Le président turc Recep Tayyip Erdoğan a annoncé l'ouverture d'une enquête au sujet des indices faisant état d'un éventuel lien entre le terrorisme et les incendies de forêts qui se poursuivent dans le pays.

« Si nous avons la confirmation d'un éventuel lien entre le terrorisme et les incendies de forêts, -et nous avons quelques indices en ce sens-, nous suivrons l'affaire jusqu'au bout et ferons le nécessaire », a-t-il déclaré.

Selon le troisième scénario, le PKK se sert des incendies naturels pour menacer l’Etat turc ou l’origine des incendies est à la fois naturelle et criminelle.

Aide internationale et manipulation médiatique

Pendant que l’Etat turc poursuit sa lutte contre les feux forestiers, de nombreux pays du monde présentent leurs condoléances à la Turquie et aux familles des incendies de forêt.

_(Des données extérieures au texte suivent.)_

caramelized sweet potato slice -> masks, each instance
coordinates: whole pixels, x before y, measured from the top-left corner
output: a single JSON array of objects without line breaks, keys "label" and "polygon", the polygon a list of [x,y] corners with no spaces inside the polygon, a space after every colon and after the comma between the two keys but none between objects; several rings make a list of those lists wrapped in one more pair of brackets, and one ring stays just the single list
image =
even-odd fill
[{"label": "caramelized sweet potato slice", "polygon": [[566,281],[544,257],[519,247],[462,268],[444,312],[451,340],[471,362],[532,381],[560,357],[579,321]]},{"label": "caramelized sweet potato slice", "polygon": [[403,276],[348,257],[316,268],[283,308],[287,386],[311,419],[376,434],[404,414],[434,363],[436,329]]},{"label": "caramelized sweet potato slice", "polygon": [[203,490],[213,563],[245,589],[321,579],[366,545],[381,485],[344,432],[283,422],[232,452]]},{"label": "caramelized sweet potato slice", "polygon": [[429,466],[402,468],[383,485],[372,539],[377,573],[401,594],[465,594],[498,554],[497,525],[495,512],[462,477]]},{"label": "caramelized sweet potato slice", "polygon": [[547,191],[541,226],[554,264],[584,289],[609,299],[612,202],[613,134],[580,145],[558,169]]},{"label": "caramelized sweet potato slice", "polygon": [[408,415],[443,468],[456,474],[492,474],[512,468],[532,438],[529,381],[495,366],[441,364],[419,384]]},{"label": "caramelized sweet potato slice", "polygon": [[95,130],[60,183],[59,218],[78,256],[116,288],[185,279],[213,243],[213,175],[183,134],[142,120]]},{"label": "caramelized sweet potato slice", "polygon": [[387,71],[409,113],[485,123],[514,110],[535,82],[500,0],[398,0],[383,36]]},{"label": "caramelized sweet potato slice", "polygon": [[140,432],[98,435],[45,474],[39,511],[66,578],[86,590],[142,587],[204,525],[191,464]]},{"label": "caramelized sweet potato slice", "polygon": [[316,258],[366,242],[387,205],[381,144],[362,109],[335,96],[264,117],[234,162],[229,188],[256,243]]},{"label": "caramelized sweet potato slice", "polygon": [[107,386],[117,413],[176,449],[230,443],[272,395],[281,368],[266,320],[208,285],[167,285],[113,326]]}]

L'Union européenne a envoyé trois avions bombardiers d'eau, deux depuis l'Espagne et un de la Croatie, pour aider la Turquie à lutter contre les incendies.

Avant l'annonce de l'aide de l'UE, la Turquie avait aussi emprunté des avions auprès de la Russie, de l'Ukraine, de l'Azerbaïdjan et de l'Iran.

Alors que les autorités turques ont mobilisé tous leurs moyens pour maîtriser les feux, une campagne d’aide internationale au nom de « Help Turkey » a été lancée et diffusée par des célébrités. Si une partie du peuple a effectivement utilisé le hashtag avec de bonnes intentions, la campagne semblait suspecte par ceux qui ont constaté qu’elle était plus particulièrement relayée par des comptes fake provenant des pays étrangers avec des fake news. Dans une étude détaillée, Marc Owen Jones, analyste du discours politique en ligne, a d'ailleurs révélé que le volume de tweets postés avec le hashtag #HelpTurkey semblait suspicieusement irrégulier.

L'objectif de la campagne a été perçu comme une volonté de présenter la Turquie comme un Etat faible, de dissuader les touristes à visiter la Turquie en diffusant un faux bilan de l'état des incendies, de nuire à l'économie turque après un redressement lors de la saison estivale et enfin de rendre le pays plus vulnérable aux ingérences extérieures.

 Le directeur turc de la communication, Fahrettin Altun, a d'ailleurs lancé un autre hashtag #StrongTurkey, affirmant que le gouvernement avait pris toutes les mesures nécessaires pour lutter efficacement contre les feux.

En conclusion, la Turquie lutte non seulement contre les feux forestiers mais aussi contre la menace terroriste et les fake news qui visent à affaiblir le pouvoir. S’il est certain que les adversaires et ennemis de la Turquie profiteront de ces moments de détresse pour intensifier leurs attaques contre le pays, le peuple turc est déterminé à faire redresser la patrie en « pansant les plaies » après ces jours de catastrophe naturelle.